Prince Harry and Meghan Markle's child could run for U.S. President, but that would only be possible if Markle does not renounce her U.S. citizenship before the baby is born.
Ever since Markle and Harry announced their engagement last year, royal family fans have wondered if this means their children will be Americans.
As The New York Times points out, there are three factors that determine American citizenship: where the baby was born, if one of the parents is a U.S. citizen and if the parents are married. Although the first condition will not apply if Markle's baby is born in the U.K., of course, but the other conditions will.
Markle is in the process of becoming a U.K. citizen, but that could take years and the baby is due next spring. Therefore, if Markle is still a U.S. citizen when the baby is born, he or she will have dual U.S.-U.K. citizenship.

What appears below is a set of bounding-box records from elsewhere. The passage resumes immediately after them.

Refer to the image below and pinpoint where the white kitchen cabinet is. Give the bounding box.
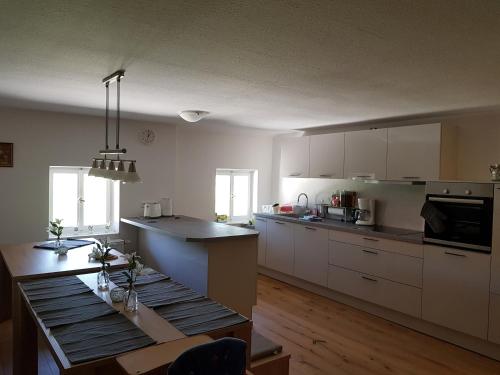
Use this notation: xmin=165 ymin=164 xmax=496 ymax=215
xmin=490 ymin=184 xmax=500 ymax=294
xmin=255 ymin=217 xmax=267 ymax=266
xmin=344 ymin=129 xmax=387 ymax=180
xmin=293 ymin=225 xmax=328 ymax=286
xmin=387 ymin=124 xmax=441 ymax=181
xmin=266 ymin=219 xmax=294 ymax=275
xmin=309 ymin=133 xmax=345 ymax=178
xmin=328 ymin=266 xmax=422 ymax=318
xmin=280 ymin=137 xmax=310 ymax=177
xmin=422 ymin=245 xmax=490 ymax=339
xmin=488 ymin=293 xmax=500 ymax=344
xmin=329 ymin=241 xmax=423 ymax=288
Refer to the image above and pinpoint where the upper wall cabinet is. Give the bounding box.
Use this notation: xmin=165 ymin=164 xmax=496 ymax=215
xmin=309 ymin=133 xmax=345 ymax=178
xmin=344 ymin=129 xmax=387 ymax=180
xmin=280 ymin=137 xmax=310 ymax=177
xmin=387 ymin=124 xmax=441 ymax=181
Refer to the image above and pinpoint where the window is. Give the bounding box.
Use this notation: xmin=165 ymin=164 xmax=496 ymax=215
xmin=49 ymin=167 xmax=120 ymax=237
xmin=215 ymin=169 xmax=257 ymax=222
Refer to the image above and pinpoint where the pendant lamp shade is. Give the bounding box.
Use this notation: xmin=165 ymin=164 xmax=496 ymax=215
xmin=122 ymin=161 xmax=142 ymax=184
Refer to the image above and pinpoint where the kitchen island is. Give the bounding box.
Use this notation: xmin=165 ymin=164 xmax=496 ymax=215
xmin=121 ymin=216 xmax=259 ymax=318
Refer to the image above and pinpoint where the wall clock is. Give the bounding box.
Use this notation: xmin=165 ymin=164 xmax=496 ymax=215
xmin=139 ymin=129 xmax=156 ymax=145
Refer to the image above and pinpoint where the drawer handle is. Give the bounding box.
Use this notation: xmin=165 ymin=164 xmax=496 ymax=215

Just because you are a U.S. citizen does not mean you can run for president. The Constitution says that only a "natural born citizen" can become president. Does "natural born citizen" mean someone born on U.S. soil or someone who is a U.S. citizen at birth?
Texas Sen. Ted Cruz used the latter interpretation to explain how he could run for president in 2016, even though he was born in Canada to an American mother and a Cuban father. The late Sen. John McCain was also able to run for president, despite being born in the Panama Canal Zone, which was a U.S. territory at the time of his birth.
According to the Harvard Law Review, "The Supreme Court has long recognized that two particularly useful sources in understanding constitutional terms are British common law and enactments of the First Congress. Both confirm that the original meaning of the phrase 'natural born Citizen' includes persons born abroad who are citizens from birth based on the citizenship of a parent."
While we do know that Markle plans to become a U.K. citizen, it is still not clear if she plans to renounce her U.S. citizenship.
"I would expect that when they reach adulthood, they would go through the process of renouncing. People do it all the time, many for tax purposes," Royal expert Marlene Koenig told Town & Country. "The U.S. may be the only country that taxes the income of citizens who live outside the country. Meghan may have investments that will earn income — and even abroad, she will have to pay U.S. income tax."
Markle and Harry's baby will not only be eligible for the presidency, but is also seventh in line to the British throne, right behind Harry.